O ex-comandante negou ainda que tenha dado voz de prisão a Bolsonaro durante essa reunião.

Não aconteceu isso [voz de prisão], de forma alguma. Eu alertei ao presidente que se ele saísse dos aspectos jurídicos, além de não concordamos com isso, ele seria implicado juridicamente”, afirmou.

Os sinais ambíguos de Freire Gomes

Militar de carreira, Freire Gomes assumiu o comando das tropas verde-oliva em março de 2022, quando Paulo Sérgio Nogueira foi para o Ministério da Defesa de Bolsonaro. Na ocasião, a corporação já havia sido escalada para formar uma Comissão de Fiscalização e acompanhar o processo eleitoral daquele ano.

Em depoimento à PF, o general afirmou ter relatado a Bolsonaro que o Exército não encontrou qualquer prova de fraude na votação — argumento usado pelo incumbente e seus aliados para embasar a suposta necessidade de uma revisão do pleito.

O relatório divulgado pela Força após o segundo turno, no entanto, dizia que os fardados não tiveram acesso ao código fonte das urnas, o que contribuiu para alimentar as suspeitas bolsonaristas. Segundo o TSE (Tribunal Superior Eleitoral), o relato não procedia.

Enquanto isso, acampamentos eram montados em frente a quartéis-generais do Exército por todo o país. Em 11 de novembro, com os manifestantes pedindo intervenção militar a plenos pulmões, os três comandantes das Forças Armadas divulgaram uma nota que não condenava os protestos e transmitia mensagens ambíguas em relação à atuação do Judiciário.

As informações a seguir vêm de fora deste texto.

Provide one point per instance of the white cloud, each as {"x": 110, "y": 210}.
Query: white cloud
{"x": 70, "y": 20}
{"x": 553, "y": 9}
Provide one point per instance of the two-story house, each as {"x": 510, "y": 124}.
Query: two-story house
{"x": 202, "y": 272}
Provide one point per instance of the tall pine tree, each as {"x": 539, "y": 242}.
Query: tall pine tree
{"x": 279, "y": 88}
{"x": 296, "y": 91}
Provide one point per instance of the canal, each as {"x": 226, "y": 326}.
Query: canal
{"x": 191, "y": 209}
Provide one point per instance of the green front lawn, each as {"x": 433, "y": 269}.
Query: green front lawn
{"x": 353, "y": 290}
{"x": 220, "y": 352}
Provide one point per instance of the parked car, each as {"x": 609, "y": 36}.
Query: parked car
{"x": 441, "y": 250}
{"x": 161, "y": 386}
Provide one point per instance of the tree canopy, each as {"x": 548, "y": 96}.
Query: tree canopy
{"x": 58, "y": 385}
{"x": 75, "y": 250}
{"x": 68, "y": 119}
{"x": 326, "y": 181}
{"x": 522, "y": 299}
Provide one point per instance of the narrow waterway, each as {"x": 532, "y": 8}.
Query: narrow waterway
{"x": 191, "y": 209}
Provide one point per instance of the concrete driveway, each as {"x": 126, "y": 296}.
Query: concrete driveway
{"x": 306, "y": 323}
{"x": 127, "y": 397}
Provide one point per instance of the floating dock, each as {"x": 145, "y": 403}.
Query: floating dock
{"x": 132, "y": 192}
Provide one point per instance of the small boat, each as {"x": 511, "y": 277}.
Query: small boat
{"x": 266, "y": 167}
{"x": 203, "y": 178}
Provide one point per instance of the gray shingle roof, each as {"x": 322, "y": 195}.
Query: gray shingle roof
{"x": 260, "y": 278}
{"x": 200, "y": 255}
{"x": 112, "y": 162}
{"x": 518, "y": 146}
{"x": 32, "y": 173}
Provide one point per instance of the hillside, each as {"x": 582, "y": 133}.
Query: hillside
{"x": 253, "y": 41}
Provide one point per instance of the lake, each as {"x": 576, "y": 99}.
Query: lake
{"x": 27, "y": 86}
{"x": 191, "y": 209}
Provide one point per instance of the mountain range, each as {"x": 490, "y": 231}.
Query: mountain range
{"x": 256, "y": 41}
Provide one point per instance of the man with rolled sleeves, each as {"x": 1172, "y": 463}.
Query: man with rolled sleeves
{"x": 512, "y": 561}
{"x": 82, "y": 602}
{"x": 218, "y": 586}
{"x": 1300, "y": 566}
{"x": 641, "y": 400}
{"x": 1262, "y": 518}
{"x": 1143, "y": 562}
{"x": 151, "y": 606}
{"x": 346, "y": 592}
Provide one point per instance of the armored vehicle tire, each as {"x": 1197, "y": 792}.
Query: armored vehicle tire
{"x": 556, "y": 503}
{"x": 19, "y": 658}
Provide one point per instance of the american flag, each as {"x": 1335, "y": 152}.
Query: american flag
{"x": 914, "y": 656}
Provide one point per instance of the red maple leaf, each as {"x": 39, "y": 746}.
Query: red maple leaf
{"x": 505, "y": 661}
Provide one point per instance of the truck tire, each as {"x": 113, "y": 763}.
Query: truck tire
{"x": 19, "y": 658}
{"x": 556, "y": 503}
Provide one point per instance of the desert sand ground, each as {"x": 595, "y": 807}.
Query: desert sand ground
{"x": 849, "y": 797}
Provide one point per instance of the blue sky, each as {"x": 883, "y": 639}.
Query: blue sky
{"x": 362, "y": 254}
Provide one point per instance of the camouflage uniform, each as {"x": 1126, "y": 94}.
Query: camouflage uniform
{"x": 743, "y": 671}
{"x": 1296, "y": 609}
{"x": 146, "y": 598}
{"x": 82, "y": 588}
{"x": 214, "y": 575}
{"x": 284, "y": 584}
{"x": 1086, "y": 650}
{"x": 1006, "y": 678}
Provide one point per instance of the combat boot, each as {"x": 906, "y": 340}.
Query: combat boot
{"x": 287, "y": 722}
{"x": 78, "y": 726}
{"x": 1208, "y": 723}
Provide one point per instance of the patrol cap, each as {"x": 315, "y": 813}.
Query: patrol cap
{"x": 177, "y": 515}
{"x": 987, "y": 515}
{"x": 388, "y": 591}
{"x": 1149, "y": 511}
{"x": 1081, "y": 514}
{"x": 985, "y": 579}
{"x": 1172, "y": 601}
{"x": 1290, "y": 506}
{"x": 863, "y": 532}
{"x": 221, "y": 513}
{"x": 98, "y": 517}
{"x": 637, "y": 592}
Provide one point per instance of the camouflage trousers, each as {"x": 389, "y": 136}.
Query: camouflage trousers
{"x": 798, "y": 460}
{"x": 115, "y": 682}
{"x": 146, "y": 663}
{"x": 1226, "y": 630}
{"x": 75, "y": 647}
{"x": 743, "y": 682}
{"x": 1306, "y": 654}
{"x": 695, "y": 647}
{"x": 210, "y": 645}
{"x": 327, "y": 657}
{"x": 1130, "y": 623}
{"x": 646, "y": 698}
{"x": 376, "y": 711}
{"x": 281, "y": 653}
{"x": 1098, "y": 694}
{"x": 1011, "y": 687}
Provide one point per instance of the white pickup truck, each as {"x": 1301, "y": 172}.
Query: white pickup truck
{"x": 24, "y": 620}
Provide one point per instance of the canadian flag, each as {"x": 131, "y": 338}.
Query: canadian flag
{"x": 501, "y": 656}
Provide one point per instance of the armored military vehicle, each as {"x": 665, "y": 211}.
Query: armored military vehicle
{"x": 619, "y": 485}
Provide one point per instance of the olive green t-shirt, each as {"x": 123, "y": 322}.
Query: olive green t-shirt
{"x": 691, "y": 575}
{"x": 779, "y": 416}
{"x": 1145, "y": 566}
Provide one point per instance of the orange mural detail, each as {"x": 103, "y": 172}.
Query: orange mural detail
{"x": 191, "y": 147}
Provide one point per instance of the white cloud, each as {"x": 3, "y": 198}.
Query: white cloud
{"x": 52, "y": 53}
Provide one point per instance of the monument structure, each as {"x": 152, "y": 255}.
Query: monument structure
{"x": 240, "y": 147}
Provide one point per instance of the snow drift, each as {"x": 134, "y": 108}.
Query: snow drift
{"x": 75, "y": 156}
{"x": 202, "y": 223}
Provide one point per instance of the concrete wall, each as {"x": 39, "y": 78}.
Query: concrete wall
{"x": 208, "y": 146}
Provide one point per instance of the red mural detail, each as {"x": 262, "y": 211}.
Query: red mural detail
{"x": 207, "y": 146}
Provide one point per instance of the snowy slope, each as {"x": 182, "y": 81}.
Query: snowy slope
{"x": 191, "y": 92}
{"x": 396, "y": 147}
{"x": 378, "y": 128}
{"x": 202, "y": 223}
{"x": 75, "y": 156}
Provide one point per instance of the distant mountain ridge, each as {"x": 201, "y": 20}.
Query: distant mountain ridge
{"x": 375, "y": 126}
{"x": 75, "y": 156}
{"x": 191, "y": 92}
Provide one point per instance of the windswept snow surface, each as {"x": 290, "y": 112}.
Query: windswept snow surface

Na mesma data, Freire Gomes orientou suas tropas a não desmobilizarem os acampamentos — mais tarde, os policiais apuraram que essa mobilização popular pelo questionamento do processo eleitoral teve participação dos indiciados no financiamento e organização.

No período, seus comandados das Forças Especiais (os “kids pretos”, treinados em operações de contra-inteligência, insurreição e guerrilha) elaboravam um plano para consumar um violento golpe de Estado, com participação estratégica do coronel Nilton Diniz Rodrigues, seu assistente. No relatório da PF, não há informação de que o comandante tinha conhecimento de que isso acontecia.

No entanto, a “minuta do golpe”, documento elaborado por Filipe Martins, ex-assessor da Presidência, e pelo advogado Amauri Saad para dar suposto embasamento jurídico à ruptura institucional, foi discutida na presença do ex-comandante em mais de uma oportunidade. Policiais ainda encontraram mensagens com menções ao documento endereçadas pelo tenente-coronel Mauro Cid, ex-ajudante de ordens de Bolsonaro, ao general.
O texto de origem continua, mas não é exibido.